In the United States, about 1,000 babies with HLHS are born each year. Two thirds of the babies affected are boys. Most babies with HLHS are otherwise healthy but some have other medical problems including other heart problems, neurologic problems and Turner's syndrome.

Prognosis

Most patients with single ventricle lesions, without treatment, will die within the first month of life. Treatment consists either of three heart surgeries (Norwood, Bidirectional Glenn and Fontan) during the first 2 years of life, or a heart transplant.

Early outcomes for patients with single ventricle lesions have improved substantially over the past three decades. Reports of early postoperative mortality are predominantly from centers achieving excellent outcomes with reported surgical survival of 81% to 93%. Results from multiple centers have been limited to database extraction with a lower survival at 72% to 85%.

Reported risk factors for early mortality after the Norwood procedure differ among centers and include patient-related factors such as prematurity, lower birth weight, presence of genetic or non-cardiac abnormalities; anatomic factors such as mitral stenosis-aortic atresia, smaller ascending aorta, restrictive atrial septum or significant tricuspid regurgitation; preoperative factors such as shock and ECMO; operative factors such as older age at surgery, shunt type, longer DHCA, cardiopulmonary bypass or total support time; and postoperative factors such as ECMO and low mixed venous saturation.

While there is additional mortality risk following the bidirectional Glenn and Fontan operations, it is considerable less (under 5%) unless high risk factors are present. Close follow-up after the Norwood procedure and before the bidirectional Glenn operation (inter-stage period) is warranted, as there is significant risk of mortality (up to 15%).

Special considerations for nursing and allied health professionals.

N/A

What's the evidence?

Tabbutt, S, Ramamoorthy, C, Montenegro, LM. "Impact of inspired gas mixtures on preoperative infants with hypoplastic left heart syndrome during controlled ventilation". Circulation. vol. 104. 2001. pp.

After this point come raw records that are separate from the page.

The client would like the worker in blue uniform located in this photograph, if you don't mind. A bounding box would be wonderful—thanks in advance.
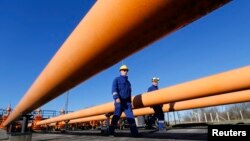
[109,65,139,137]
[148,77,165,131]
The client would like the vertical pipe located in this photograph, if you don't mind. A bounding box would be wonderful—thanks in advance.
[227,112,230,121]
[204,112,207,123]
[210,113,214,122]
[240,110,244,120]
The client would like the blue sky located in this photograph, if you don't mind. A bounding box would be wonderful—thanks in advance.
[0,0,250,118]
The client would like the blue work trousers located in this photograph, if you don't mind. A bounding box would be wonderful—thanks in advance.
[109,102,138,136]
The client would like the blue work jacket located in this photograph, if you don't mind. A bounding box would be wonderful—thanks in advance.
[112,75,131,102]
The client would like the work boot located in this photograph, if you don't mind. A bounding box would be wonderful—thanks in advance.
[130,125,139,137]
[108,125,115,137]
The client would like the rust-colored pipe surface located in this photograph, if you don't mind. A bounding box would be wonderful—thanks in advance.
[1,0,230,126]
[69,90,250,123]
[38,66,250,124]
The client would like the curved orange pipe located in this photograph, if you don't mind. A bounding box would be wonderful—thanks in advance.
[38,66,250,124]
[69,90,250,123]
[4,0,230,126]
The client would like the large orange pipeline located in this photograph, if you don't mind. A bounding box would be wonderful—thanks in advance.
[1,0,230,126]
[38,66,250,125]
[69,90,250,123]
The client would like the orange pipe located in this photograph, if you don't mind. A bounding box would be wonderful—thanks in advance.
[69,90,250,124]
[4,0,230,126]
[38,66,250,124]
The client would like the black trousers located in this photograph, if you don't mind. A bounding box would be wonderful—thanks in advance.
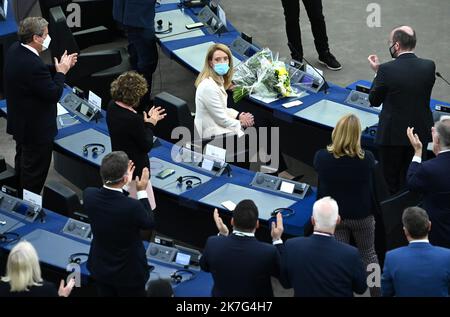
[281,0,329,60]
[125,26,158,113]
[14,142,53,194]
[96,281,146,297]
[378,145,416,195]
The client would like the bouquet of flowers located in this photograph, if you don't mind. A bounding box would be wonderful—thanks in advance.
[233,48,297,102]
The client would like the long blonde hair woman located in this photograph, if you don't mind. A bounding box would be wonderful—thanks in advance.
[327,114,364,159]
[0,241,75,297]
[194,44,254,138]
[314,114,380,296]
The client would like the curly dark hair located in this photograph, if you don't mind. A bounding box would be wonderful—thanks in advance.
[111,71,148,107]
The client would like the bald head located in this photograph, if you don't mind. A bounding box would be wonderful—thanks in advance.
[390,25,417,52]
[313,197,339,234]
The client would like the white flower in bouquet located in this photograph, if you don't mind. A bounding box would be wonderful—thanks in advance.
[233,48,297,102]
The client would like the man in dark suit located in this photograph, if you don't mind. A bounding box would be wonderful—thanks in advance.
[4,17,77,194]
[113,0,158,113]
[407,116,450,248]
[281,0,342,70]
[381,207,450,297]
[281,197,367,297]
[368,26,436,194]
[83,151,154,297]
[200,200,283,297]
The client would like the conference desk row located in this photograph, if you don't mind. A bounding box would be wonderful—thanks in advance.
[0,83,316,296]
[156,0,450,165]
[0,1,18,93]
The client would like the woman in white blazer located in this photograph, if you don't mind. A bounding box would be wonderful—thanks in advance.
[194,44,254,139]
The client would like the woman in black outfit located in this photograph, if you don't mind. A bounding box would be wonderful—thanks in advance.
[314,114,380,296]
[0,241,75,297]
[106,71,166,209]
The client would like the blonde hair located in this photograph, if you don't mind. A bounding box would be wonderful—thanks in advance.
[327,114,364,160]
[195,43,234,89]
[2,241,43,292]
[111,71,148,107]
[313,196,339,230]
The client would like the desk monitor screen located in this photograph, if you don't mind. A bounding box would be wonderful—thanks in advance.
[0,0,8,21]
[175,252,191,266]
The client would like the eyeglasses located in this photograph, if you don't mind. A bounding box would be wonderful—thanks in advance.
[270,208,295,218]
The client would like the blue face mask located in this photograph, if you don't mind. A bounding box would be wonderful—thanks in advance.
[214,63,230,76]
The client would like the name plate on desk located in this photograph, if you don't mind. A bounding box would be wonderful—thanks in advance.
[155,10,205,42]
[200,184,295,220]
[0,192,44,222]
[250,173,309,199]
[295,99,378,130]
[60,93,100,122]
[62,218,92,241]
[173,42,241,72]
[0,213,25,233]
[9,229,90,270]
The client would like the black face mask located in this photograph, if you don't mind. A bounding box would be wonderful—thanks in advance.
[389,43,397,58]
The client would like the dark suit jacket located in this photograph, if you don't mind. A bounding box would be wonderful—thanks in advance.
[0,281,59,297]
[381,242,450,297]
[281,234,367,297]
[83,188,154,287]
[407,152,450,248]
[113,0,156,30]
[369,53,436,146]
[314,149,375,219]
[200,235,280,297]
[106,101,153,179]
[4,42,65,144]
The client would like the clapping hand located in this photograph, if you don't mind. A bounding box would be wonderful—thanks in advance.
[126,160,136,185]
[144,106,167,126]
[214,208,229,236]
[239,112,255,128]
[55,50,78,75]
[136,167,150,192]
[58,278,75,297]
[367,55,380,72]
[406,127,422,157]
[270,212,284,241]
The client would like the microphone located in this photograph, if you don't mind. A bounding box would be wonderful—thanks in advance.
[288,42,330,95]
[436,72,450,86]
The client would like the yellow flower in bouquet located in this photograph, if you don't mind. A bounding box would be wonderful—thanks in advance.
[233,48,297,102]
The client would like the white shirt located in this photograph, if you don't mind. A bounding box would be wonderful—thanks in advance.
[20,43,39,56]
[397,51,414,58]
[103,185,148,200]
[194,77,244,138]
[233,230,283,245]
[412,149,450,164]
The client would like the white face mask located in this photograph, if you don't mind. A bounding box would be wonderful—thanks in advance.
[42,34,52,51]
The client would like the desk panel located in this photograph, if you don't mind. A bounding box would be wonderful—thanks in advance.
[155,10,205,42]
[55,129,112,166]
[151,157,211,195]
[9,229,90,268]
[173,41,241,72]
[200,184,295,220]
[295,99,378,129]
[0,213,25,233]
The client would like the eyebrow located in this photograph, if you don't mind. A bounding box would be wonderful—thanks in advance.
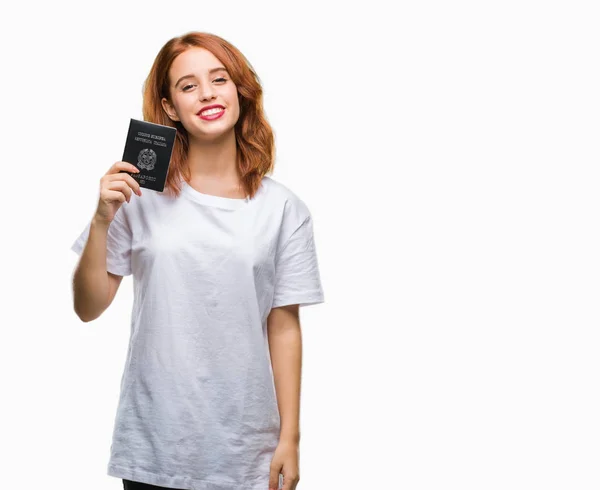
[175,66,227,87]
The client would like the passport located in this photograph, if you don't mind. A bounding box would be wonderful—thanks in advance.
[119,118,177,192]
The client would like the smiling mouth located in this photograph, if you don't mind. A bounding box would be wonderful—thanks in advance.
[198,107,225,116]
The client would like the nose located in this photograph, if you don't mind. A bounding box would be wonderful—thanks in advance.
[199,83,215,101]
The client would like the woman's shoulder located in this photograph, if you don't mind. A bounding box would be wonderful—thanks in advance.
[262,175,308,211]
[262,176,310,223]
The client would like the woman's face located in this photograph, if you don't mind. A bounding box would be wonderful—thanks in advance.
[161,48,240,140]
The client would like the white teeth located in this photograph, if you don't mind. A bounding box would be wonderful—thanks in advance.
[200,107,223,116]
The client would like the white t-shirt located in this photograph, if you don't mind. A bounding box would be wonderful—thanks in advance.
[71,176,324,490]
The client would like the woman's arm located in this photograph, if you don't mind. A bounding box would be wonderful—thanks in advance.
[267,305,302,444]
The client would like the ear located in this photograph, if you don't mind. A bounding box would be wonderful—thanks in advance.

I159-64.

(This article reviews the impact of inspired gas mixtures (N2 and CO2) on the balance between pulmonary and systemic blood flow and cardiac ouput in the preoperative patient with single ventricle physiology. It demonstrates the benefit of CO2 over N2 in the ventilated patient.)

Ghanayem, NS, Hoffman, GM, Mussatto, KA. "Perioperative monitoring in high-risk infants after stage 1 palliation of univentricular congenital heart disease". J Thorac Cardiovasc Surg. vol. 140. 2010. pp. 857-63.

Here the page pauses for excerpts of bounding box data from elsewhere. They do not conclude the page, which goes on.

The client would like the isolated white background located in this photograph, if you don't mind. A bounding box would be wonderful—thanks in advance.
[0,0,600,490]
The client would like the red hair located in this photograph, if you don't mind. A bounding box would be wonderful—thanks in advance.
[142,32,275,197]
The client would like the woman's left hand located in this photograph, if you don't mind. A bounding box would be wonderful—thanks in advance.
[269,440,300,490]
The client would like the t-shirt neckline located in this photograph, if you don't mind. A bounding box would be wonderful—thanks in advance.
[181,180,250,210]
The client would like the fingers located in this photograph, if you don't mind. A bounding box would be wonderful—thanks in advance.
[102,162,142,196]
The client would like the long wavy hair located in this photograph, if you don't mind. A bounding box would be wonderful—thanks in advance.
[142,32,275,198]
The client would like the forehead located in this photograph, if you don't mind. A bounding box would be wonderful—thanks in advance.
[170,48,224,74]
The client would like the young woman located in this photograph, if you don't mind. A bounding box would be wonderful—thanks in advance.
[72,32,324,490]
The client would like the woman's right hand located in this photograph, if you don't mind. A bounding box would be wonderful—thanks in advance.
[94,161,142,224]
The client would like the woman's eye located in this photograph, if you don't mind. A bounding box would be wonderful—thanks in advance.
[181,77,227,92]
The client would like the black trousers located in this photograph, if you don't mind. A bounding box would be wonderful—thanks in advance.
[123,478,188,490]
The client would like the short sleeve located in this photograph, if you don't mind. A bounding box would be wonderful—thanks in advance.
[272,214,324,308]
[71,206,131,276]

(This article reviews the utilization of ICU monitoring tools such as mixed venous saturation and NIRS (near infrared spectroscopy) to guide hemodynamic therapy in patients with single ventricle physiology.)

Tweddell, JS, Ghanayem, NS, Mussatto, KA, Mitchell, ME, Lamers, LJ. "Mixed venous oxygen saturation monitoring after stage 1 palliation for hypoplastic left heart syndrome". Ann Thorac Surg. vol. 84. 2007. pp. 1301-11.

(This article reviews the utilization of mixed venous saturation to guide hemodynamic therapy in post-operative patients with single ventricle physiology and its utility in predicting outcome.)

Kaulitz, R, Hofbeck, M. "Current treatment and prognosis in children with functionally univentricular hearts". Arch Dis Child. vol. 90. 2005. pp. 757-62.

(This article provides a global overview of therapies available in the treatment of patients with single ventricle physiology.)

Ohye, RG, Sleeper, LA, Mahony, L, Newburger, JW, Pearson, GD. "Comparison of shunt types in the Norwood procedure for single-ventricle lesions". N Engl J Med. vol. 362. 2010. pp. 1980-92.

(This article contains the results of the only multicenter randomized trial comparing two different sources of pulmonary blood flow in the Norwood operation.)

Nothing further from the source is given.